Under the first goal, a specific target is to achieve by fiscal year “2022, 86–88% of the
EEOC’s resolutions contain targeted, equitable relief.” Additionally, “In each year through 2022, the EEOC [will continue] to favorably resolve at least 90% of enforcement lawsuits.” Another specific goal is that “an increased percentage of federal agencies subject to oversight activities or compliance reviews change their employment practices based on the EEOC’s recommendations.”

Under the second goal, “[m]embers of the public [will] understand the employment discrimination laws and know their rights and responsibilities under these laws.” As a result of increased outreach and education efforts, “[e]mployers, unions, and employment agencies (covered entities) [will] prevent discrimination, effectively address EEO issues, and support more inclusive workplaces.” To achieve these goals, the commission plans to modernize and upgrade its technology to allow for greater public access. The EEOC also plans to increase its outreach through more outreach events and to work with significant partners. Finally, it plans to update its existing public outreach materials.

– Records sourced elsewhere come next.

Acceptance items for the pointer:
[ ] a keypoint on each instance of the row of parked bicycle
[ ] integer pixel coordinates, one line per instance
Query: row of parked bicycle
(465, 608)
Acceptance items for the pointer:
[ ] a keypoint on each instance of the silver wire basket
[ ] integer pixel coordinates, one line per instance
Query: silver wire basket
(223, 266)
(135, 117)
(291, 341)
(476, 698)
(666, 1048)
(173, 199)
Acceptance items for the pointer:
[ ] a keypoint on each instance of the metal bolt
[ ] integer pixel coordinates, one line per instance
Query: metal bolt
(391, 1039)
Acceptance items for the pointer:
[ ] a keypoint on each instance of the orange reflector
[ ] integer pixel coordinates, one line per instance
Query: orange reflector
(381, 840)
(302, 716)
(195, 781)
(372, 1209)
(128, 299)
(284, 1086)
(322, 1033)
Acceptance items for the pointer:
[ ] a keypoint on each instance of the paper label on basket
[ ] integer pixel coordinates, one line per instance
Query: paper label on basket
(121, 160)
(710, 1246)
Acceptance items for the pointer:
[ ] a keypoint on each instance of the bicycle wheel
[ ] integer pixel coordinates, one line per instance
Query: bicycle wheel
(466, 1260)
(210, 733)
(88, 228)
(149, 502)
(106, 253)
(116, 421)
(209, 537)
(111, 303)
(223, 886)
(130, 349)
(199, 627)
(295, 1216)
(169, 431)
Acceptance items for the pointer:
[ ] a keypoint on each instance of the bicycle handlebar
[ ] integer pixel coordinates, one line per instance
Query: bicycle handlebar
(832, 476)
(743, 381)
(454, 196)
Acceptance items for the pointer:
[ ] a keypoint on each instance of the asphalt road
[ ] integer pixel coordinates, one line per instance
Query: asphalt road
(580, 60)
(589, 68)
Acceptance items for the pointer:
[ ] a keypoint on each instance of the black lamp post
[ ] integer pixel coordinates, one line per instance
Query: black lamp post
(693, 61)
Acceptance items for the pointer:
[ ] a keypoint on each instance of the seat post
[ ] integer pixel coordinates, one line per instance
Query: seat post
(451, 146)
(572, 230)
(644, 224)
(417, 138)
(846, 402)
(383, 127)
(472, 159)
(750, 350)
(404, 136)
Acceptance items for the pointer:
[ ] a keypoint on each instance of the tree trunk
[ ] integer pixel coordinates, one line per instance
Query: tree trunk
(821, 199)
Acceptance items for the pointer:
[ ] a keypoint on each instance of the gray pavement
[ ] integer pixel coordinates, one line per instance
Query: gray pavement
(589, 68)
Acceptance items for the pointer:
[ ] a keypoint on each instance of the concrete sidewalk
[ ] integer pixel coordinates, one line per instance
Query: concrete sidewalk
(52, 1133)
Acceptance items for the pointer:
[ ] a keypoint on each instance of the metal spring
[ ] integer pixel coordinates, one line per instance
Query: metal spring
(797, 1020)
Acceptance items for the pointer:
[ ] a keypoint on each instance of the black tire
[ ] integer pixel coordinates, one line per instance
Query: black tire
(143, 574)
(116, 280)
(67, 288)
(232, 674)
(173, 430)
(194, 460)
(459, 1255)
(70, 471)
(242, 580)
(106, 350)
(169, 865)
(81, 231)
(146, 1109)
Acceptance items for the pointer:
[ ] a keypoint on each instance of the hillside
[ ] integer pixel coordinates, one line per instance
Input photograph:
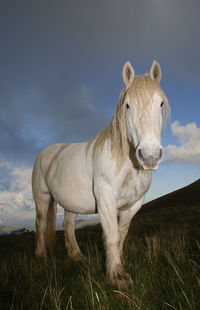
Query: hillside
(162, 253)
(185, 196)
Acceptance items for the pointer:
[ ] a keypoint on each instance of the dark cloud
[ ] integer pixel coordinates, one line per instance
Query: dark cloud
(61, 62)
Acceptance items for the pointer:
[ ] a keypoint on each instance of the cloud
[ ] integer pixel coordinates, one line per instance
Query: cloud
(16, 204)
(189, 139)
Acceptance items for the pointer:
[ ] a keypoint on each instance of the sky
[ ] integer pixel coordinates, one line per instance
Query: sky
(61, 75)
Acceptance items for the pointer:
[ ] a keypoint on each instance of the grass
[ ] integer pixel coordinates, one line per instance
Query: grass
(162, 252)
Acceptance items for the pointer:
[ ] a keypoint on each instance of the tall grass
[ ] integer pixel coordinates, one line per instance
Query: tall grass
(164, 261)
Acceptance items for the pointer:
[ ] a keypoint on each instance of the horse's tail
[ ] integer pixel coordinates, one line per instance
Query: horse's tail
(51, 227)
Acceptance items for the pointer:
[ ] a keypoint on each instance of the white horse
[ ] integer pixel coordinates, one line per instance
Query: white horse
(109, 175)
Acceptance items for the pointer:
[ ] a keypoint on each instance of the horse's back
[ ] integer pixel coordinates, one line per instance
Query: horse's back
(65, 171)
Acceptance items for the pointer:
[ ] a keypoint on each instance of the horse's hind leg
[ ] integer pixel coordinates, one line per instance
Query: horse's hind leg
(42, 204)
(70, 238)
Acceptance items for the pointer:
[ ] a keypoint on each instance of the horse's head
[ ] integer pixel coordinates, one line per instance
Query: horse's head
(145, 105)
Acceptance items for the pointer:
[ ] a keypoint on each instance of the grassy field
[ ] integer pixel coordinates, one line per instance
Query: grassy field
(162, 252)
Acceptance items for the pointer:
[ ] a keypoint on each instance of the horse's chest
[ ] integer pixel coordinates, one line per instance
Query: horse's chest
(132, 187)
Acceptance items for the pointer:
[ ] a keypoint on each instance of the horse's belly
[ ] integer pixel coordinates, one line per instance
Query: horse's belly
(74, 194)
(78, 201)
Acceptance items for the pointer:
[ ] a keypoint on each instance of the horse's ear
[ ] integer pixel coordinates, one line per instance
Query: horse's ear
(128, 73)
(155, 72)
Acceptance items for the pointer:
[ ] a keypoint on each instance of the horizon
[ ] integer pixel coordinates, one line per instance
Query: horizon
(61, 78)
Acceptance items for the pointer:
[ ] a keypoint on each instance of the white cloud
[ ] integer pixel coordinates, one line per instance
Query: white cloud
(189, 149)
(17, 206)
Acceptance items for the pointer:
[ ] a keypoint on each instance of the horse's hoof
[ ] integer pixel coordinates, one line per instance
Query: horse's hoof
(121, 281)
(79, 257)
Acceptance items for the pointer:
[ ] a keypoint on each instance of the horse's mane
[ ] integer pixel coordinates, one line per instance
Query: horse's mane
(116, 132)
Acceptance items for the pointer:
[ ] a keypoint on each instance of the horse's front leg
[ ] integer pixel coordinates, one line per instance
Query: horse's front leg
(125, 218)
(116, 275)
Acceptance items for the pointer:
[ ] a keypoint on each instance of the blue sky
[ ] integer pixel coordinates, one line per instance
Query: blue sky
(61, 75)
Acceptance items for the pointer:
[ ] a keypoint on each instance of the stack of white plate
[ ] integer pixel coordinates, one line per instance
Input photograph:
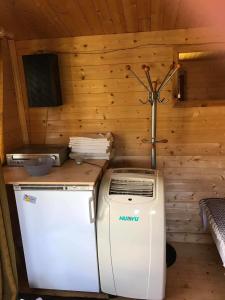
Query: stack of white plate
(91, 146)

Under the third goal, “Staff [will] exemplify a culture of excellence, respect, and accountability.”

Priorities for 2020

Notwithstanding the four-year plan, the commission’s chair has outlined some goals specific to 2020. These include accurate verification and validation of data and program evaluations. To improve data verification and validation:

Recent implementation of the Federal Sector EEO Portal that enables all federal agencies to electronically submit annual equal employment opportunity statistics (EEOC Form 462 and MD-715) continues to improve the quality and timeliness of the information received electronically. We continue to improve the collection and validation of information for our Integrated Mission System (IMS), which consolidates our mission data on charge intake, investigation, mediation, litigation, and outreach functions into a single shared information system.

To improve program evaluations, in fiscal year 2020, the EEOC:

continued its work on the Conciliation Project and initiated three new evaluation projects: The Impact of COVID-19 on the EEOC’s Mission Project; the Interagency Agreement (IAA) between the EEOC and The Committee on National Statistics (CNSTAT) of the National Academies of Sciences, Engineering, and Medicine for a Panel to Evaluate the Quality and Utility of Compensation and Hours Worked Data Collected from U.S. Employers by the EEOC through the EEO-1 Project; and the Mediation Survey Modernization Project.

Conclusion

2020 was a banner year for the EEOC, with records set on recovery amounts and its backlog of cases lessened. The agency also has plans to continue its high win rate and to improve its performance as an agency. Employers should take heed of its recommendations and stay current on compliance, lest they become one of the EEOC’s statistics.